Mat Dekker begged the manufacturer to drop them opposite St. John the Baptist's Church, and it was an incredible relief to Sam when at last, alone with his father and in complete silence, he walked up the path to the church porch. To their surprise, although it was well after eight o'clock, they heard voices in the nave as soon as they pushed open the door and inhaled the familiar musty smell. The verger had left a gas-jet burning in the vestry under the great tower, and the little red light of the Real Presence was suspended above the altar, but otherwise the church was completely dark. And yet it was not! The father and son, with the easy movements of long usage, opened the door so quietly that they caught the sacrilegious striking of a match in the western aisle. By the little yellow flame of this match shaded between human hands,'they perceived that two men were bending over the lidless and empty sarcophagus of Joseph of Arimathea. One of these men was on his knees, evidently tracing out, in concentrated absorption and with his index finger, the famous initials /. A. which are so deeply cut upon the northern end of this huge receptacle. Whether it was a visual illusion due to the flickering of the match, or whether it really occurred, Mat Dekker could not be sure, but he fancied he saw this man, the one whose fingers were fumbling at those formidable initials, bow down his head as if praying to this empty tomb!

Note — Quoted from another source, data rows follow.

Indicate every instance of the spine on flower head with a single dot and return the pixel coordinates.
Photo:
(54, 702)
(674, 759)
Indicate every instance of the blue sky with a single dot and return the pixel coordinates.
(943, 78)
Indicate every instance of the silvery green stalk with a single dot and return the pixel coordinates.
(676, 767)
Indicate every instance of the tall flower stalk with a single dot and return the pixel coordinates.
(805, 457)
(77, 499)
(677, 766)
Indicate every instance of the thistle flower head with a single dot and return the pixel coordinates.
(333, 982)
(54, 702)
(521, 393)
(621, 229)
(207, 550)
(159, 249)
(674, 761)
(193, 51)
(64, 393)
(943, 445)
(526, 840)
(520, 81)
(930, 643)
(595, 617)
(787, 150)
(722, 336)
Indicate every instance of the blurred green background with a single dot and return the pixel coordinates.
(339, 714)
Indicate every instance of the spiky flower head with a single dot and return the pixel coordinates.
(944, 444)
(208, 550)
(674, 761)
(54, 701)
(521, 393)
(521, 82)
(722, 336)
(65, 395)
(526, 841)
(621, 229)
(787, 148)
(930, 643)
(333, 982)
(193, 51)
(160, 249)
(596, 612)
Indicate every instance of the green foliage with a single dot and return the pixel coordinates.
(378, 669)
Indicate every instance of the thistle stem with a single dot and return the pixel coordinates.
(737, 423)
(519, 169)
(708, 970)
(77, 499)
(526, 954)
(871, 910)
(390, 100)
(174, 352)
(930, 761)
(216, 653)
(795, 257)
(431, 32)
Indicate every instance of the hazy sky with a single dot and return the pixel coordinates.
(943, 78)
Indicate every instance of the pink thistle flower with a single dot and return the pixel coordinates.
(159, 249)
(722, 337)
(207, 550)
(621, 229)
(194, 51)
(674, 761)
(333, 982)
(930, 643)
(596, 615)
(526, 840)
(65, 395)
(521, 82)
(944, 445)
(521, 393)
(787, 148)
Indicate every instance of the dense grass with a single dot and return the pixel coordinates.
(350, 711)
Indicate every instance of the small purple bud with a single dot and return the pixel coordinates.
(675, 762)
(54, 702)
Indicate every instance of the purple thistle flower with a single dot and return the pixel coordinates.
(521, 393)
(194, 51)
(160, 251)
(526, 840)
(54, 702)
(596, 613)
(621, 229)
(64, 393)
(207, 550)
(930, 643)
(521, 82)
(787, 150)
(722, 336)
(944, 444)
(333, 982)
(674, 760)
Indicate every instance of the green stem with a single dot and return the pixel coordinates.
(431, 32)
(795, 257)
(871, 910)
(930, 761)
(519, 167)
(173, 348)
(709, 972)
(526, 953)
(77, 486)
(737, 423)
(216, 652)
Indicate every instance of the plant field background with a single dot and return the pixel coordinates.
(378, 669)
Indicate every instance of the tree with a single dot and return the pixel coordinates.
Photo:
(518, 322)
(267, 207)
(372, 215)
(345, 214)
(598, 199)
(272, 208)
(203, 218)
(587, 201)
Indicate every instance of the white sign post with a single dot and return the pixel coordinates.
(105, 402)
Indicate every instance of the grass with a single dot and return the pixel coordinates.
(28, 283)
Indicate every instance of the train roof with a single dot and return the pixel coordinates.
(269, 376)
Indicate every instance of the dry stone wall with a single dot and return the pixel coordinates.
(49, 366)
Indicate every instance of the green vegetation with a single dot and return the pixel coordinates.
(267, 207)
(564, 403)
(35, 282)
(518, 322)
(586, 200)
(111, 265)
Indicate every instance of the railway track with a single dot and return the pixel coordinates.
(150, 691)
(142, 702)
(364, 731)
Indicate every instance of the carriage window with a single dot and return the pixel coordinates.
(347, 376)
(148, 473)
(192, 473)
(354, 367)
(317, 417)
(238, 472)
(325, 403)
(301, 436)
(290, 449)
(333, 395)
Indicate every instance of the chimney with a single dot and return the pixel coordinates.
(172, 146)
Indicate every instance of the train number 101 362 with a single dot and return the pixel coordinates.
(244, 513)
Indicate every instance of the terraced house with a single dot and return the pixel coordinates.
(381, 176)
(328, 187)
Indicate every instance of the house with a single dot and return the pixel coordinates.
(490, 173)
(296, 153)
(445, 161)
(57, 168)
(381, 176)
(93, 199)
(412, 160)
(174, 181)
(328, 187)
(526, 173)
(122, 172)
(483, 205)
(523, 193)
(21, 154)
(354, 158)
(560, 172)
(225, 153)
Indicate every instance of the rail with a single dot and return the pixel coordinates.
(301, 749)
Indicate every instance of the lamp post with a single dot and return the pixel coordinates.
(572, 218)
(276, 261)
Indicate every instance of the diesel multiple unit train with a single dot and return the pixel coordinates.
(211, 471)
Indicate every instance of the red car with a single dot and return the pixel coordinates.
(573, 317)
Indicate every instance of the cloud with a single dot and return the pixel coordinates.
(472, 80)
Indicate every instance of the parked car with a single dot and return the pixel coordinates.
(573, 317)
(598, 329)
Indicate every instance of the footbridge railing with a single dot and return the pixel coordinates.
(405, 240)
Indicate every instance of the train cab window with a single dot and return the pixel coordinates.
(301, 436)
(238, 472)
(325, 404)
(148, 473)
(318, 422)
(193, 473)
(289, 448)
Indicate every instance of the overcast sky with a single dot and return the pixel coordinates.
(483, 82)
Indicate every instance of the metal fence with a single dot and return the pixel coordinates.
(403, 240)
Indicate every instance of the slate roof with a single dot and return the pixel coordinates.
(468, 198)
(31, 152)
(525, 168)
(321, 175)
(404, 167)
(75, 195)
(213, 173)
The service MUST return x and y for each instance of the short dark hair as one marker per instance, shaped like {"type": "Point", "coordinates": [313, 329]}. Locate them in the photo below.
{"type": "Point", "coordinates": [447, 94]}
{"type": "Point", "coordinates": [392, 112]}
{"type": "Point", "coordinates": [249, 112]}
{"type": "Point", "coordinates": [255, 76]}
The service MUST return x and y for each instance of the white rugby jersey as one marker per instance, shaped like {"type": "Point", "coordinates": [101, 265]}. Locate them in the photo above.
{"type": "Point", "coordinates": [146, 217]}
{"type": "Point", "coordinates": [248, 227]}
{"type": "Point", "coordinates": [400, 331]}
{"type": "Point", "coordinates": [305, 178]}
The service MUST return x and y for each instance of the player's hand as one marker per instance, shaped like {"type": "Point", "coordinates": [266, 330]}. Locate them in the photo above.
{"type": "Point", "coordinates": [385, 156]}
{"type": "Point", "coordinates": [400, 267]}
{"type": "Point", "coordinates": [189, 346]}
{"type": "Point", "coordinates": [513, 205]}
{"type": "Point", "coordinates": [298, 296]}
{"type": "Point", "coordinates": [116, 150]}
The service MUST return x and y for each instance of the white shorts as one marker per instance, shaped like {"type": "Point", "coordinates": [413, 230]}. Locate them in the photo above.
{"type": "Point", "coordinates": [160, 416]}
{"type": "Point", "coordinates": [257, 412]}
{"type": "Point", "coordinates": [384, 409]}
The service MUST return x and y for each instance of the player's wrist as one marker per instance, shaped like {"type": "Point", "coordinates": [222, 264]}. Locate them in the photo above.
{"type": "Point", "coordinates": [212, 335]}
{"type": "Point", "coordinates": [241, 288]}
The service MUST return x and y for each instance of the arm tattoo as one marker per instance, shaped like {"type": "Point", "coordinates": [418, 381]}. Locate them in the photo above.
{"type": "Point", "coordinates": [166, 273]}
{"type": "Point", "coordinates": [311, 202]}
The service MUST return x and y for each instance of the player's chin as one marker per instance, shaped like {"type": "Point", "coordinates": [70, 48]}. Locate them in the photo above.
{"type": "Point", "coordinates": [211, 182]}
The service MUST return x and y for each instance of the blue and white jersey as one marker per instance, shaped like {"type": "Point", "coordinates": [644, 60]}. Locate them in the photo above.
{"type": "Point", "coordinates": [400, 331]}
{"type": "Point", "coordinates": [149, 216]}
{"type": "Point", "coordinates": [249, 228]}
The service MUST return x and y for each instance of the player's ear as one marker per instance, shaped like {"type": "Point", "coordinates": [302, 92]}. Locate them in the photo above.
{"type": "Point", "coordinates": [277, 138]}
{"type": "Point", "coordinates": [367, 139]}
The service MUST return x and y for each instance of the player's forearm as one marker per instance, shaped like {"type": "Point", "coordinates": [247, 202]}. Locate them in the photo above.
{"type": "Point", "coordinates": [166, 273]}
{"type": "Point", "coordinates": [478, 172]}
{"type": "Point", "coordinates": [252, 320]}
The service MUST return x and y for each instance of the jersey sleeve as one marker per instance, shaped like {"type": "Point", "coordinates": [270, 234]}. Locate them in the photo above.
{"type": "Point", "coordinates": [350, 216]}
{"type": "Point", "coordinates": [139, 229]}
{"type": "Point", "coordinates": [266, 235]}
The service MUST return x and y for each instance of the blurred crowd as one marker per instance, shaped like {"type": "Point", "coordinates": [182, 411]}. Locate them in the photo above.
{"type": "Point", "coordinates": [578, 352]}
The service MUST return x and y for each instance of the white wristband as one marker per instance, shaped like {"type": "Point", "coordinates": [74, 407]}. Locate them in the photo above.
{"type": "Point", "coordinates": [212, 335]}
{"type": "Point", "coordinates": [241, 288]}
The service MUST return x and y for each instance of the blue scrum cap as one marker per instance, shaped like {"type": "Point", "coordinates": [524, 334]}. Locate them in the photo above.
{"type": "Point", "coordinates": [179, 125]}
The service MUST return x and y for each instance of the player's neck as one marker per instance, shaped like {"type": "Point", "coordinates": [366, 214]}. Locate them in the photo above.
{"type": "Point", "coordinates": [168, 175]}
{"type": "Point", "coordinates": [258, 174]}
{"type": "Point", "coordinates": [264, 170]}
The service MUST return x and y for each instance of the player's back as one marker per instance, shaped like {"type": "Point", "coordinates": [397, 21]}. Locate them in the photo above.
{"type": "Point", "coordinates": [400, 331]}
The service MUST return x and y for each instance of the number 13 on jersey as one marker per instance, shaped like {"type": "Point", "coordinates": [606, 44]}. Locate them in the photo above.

The priest swerved reverently at the sight of'this real or imaginary act of devotion and, followed by Sam, moved hurriedly to the vestry, where with instinctive and discreet disregard of what he felt to be a legitimate gesture of impulsive piety, he proceeded to do what he had come to do. This was to rinse out a small glass chalice and fill it with wine, ready for the morning's consecration. While he did this, Sam sat down on a wooden chair by the vestment cupboard and stared sombrely up through the vestry door at the dimly lit receding pillars of the perpendicular nave. He kept feeling again and again the pressure against him of that beautiful girlish body. With this feeling there returned loo the damp and deathly smell of the river weir and the murderous desire he had had at that spot. He lowered his gaze from the dim vista of high carved arches and with his vision still framed by the vestry door he let it rest upon the red altar light, signifying the living presence of the Body of God. He could hear the trickling of water being poured from one glass into another in the preparation for tomorrow's Mass, and he could catch a little faint squeaky sound, like the voice of a new-born mouse, of a cloth being rubbed against the edges of glass vessels. To what precise point did his father carry his belief in the miracle of Transubstantiation? It went much further anyway than his own vague superstitious uneasiness.
“I feel just like a dog barking at the moon,” he thought, “when I see that red light.” The pit of his stomach suddenly seemed to sink inward then for he thought to himself, “She is going to sleep with him again! I could feel it in the air when we came away.” That little, squeaky, rubbing sound behind him seemed to be going on forever. “She's probably taken off all her clothes now,” he thought, “and she's holding up her nightgown with her bare arms to slip it over her shoulders. He's got her now; to work his will upon. ... Oh! Oh! Oh! . . .” Sam tried to push this image away from him but it persistently returned.